L’iniziativa – si riporta in un comunicato della Regione Puglia – ha come obiettivo il recupero di quei Comuni (Altamura, Cerignola, Mesagne, Bitonto e Brindisi), esclusi dal precedente bando – pur avendo le condizioni per poter essere selezionati – per aver presentato tardivamente o per aver omesso la presentazione di qualche documento.
Nel 2008, anno di presentazione delle domande per accedere alle agevolazioni, le amministrazioni di centrodestra di Mesagne e Brindisi commisero errori marchiani nella presentazione dei progetti e furono escluse proprio per non aver rispettato le prescrizioni dell’avviso.
Sia Brindisi che Mesagne, infatti, sbagliarono nell’individuare le zone in cui insediare le imprese che avrebbero dovuto beneficiare delle agevolazioni.
Più in particolare Mesagne individuò quartieri distanti dagli altri mentre – secondo il bando – le zone individuate dovevano essere contigue, cioè una vicino all’altra.
A Brindisi, invece, la struttura dell’Assessorato alla “Programmazione Economica e Sviluppo” sbagliò completamente la scelta della zona finanziabile in relazione ai parametri socio-economici: Fu individuato un quartiere residenziale (quindi con parametri socio/economici medio alti) mentre il bando richiedeva che fosse scelta una zona in cui il tasso di disoccupazione fosse superiore alla media comunale.

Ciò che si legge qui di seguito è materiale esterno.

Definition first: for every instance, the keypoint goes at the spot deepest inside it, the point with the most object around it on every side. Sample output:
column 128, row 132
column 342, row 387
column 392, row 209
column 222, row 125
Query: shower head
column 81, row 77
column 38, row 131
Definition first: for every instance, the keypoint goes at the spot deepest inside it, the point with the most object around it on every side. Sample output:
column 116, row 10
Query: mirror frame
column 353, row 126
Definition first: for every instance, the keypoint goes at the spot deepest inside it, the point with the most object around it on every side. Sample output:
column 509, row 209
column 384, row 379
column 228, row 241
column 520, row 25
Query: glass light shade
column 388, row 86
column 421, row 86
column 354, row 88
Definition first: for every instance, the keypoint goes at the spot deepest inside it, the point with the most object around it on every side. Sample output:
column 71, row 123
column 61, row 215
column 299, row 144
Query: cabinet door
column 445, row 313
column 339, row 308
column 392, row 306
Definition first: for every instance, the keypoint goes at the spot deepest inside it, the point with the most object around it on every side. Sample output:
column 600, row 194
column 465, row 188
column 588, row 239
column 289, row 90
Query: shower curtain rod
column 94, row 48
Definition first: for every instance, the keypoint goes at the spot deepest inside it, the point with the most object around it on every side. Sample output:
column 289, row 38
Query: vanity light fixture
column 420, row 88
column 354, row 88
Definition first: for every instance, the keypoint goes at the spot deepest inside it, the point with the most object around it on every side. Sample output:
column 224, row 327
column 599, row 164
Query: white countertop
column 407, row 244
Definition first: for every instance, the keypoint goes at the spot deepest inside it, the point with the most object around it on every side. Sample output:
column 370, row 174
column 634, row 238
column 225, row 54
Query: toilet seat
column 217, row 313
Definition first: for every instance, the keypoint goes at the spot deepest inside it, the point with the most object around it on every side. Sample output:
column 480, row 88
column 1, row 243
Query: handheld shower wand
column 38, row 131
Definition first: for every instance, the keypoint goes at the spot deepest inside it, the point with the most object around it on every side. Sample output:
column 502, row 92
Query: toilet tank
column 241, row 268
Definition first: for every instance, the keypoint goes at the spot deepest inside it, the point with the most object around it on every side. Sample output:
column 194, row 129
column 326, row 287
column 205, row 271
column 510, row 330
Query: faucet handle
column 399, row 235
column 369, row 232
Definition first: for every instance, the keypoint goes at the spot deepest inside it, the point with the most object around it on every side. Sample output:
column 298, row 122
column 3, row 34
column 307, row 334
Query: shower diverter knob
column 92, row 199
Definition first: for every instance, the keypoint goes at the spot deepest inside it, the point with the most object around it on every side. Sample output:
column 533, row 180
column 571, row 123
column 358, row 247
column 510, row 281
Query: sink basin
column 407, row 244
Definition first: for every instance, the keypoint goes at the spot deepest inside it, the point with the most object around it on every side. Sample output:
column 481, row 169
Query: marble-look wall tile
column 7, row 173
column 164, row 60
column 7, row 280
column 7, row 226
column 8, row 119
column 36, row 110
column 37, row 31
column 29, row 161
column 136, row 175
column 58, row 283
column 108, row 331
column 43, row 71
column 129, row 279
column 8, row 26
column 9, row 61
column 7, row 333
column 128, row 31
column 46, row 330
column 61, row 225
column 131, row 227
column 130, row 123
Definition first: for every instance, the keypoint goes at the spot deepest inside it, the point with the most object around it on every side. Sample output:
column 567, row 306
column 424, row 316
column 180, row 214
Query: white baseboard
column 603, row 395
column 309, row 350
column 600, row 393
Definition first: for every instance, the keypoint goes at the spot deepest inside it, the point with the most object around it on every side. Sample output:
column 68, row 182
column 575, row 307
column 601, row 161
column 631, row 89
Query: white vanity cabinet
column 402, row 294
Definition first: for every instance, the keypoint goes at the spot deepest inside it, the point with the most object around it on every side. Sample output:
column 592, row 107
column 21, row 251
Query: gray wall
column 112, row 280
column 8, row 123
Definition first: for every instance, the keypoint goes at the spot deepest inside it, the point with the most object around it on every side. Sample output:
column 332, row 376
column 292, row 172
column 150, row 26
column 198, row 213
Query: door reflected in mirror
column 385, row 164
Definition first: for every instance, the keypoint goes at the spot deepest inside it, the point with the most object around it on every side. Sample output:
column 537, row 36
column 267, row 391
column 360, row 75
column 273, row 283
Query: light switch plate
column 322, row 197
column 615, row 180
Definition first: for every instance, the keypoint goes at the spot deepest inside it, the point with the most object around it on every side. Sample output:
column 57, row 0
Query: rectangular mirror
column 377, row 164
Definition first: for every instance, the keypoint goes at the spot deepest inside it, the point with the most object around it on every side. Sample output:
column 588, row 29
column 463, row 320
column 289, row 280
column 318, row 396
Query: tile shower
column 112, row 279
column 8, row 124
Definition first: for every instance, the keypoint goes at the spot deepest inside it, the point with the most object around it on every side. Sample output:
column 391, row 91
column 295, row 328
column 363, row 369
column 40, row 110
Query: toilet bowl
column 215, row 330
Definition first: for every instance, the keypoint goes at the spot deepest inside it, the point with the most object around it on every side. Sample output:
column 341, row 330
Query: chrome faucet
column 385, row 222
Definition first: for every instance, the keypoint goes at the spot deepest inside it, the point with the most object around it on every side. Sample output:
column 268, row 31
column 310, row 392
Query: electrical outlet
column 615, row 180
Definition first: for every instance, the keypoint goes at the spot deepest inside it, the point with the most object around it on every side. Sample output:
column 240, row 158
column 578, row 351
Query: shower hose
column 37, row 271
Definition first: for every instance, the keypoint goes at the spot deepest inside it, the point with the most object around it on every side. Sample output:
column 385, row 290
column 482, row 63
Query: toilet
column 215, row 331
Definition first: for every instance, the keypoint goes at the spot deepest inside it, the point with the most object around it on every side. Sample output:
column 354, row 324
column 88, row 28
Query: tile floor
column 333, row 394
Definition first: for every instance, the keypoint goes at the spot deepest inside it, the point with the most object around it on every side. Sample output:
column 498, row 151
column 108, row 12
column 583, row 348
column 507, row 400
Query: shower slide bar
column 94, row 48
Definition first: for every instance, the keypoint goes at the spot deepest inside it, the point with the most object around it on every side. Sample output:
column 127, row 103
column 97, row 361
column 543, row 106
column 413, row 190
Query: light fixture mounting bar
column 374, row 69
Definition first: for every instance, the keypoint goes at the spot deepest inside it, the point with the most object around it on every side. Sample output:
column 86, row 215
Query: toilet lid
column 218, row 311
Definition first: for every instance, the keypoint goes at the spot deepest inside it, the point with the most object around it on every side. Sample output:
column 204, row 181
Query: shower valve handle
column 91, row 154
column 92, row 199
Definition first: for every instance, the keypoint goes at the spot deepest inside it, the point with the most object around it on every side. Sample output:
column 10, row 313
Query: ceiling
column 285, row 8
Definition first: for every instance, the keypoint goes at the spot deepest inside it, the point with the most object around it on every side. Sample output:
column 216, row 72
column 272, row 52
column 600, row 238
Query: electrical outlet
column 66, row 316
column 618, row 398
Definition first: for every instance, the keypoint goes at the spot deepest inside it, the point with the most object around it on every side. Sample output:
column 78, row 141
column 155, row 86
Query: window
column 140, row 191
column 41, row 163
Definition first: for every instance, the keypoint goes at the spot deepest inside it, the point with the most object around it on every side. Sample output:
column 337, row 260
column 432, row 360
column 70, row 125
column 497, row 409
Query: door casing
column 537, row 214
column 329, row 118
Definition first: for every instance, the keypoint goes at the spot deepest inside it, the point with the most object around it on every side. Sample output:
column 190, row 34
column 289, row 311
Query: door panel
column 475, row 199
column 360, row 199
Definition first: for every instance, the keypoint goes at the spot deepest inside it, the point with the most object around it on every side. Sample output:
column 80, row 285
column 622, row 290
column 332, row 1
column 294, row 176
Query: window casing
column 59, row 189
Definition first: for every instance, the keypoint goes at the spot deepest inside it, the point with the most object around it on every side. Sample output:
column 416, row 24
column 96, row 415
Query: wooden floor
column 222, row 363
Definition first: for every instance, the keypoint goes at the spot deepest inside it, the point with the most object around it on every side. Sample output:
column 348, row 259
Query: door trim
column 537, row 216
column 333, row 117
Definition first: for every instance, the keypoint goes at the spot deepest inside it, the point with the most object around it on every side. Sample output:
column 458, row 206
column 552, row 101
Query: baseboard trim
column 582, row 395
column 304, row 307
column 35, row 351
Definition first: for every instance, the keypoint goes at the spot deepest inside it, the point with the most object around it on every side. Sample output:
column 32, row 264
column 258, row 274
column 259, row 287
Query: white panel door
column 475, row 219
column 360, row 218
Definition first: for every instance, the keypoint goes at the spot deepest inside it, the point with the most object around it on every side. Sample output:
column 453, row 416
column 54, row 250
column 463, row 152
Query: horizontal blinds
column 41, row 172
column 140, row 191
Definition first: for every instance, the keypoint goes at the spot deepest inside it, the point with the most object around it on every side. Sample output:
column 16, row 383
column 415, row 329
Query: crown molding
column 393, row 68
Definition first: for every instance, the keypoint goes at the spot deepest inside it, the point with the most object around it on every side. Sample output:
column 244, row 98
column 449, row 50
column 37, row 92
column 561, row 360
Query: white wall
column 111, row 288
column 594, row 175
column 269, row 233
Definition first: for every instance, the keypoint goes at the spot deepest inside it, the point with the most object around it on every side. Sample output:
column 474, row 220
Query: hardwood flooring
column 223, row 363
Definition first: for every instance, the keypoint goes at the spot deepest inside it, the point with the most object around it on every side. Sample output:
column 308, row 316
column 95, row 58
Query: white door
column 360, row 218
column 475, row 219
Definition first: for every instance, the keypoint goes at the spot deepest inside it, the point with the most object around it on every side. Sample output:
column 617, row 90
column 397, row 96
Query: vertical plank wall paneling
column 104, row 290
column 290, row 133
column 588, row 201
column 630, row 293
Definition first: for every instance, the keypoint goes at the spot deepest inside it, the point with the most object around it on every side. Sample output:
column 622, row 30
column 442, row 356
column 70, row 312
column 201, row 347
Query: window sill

Aver perso la possibilità di accedere alle Zone Franche Urbane ha costituito un grosso colpo alle già precarie economie cittadine di Brindisi e Mesagne.
Parliamo, infatti, di importanti vantaggi fiscali che avrebbero potuto riguardare tanti giovani artigiani, commercianti, anche alla prima esperienza di impresa o microimpresa.
Grazie ai contributi dell’U.E., le imprese nuove non avrebbero pagato tasse né contributi per 5 anni, e dal 6 anno al 10 anno avrebbero avuto diritto ad una esenzione del 60% e successivamente del 40% e del 20%, con l’evidente scopo di contrastare fenomeni di esclusione sociale e favorire lo sviluppo socio-economico di dette aree.
In particolare era prevista esenzione fiscale dall’Irpef e dall’Ires fino ad un reddito massimo fissato a 100mila €, maggiorato di 5mila € per ogni nuovo assunto a tempo indeterminato; per l’Irap il valore di produzione netta esentabile è invece di 300mila €; l’esenzione dei contributi Inps valeva, infine, sia per i redditi da lavoro dipendente che autonomo, a condizione che almeno il 30% degli occupati risieda nella zona disagiata.
Anche dopo il primo quinquennio lo Stato continuava comunque a garantire l’esenzione Irpef-Ires del 60% il sesto e settimo anno, del 40% per quello successivo e del 20 per l’8° e il 9°.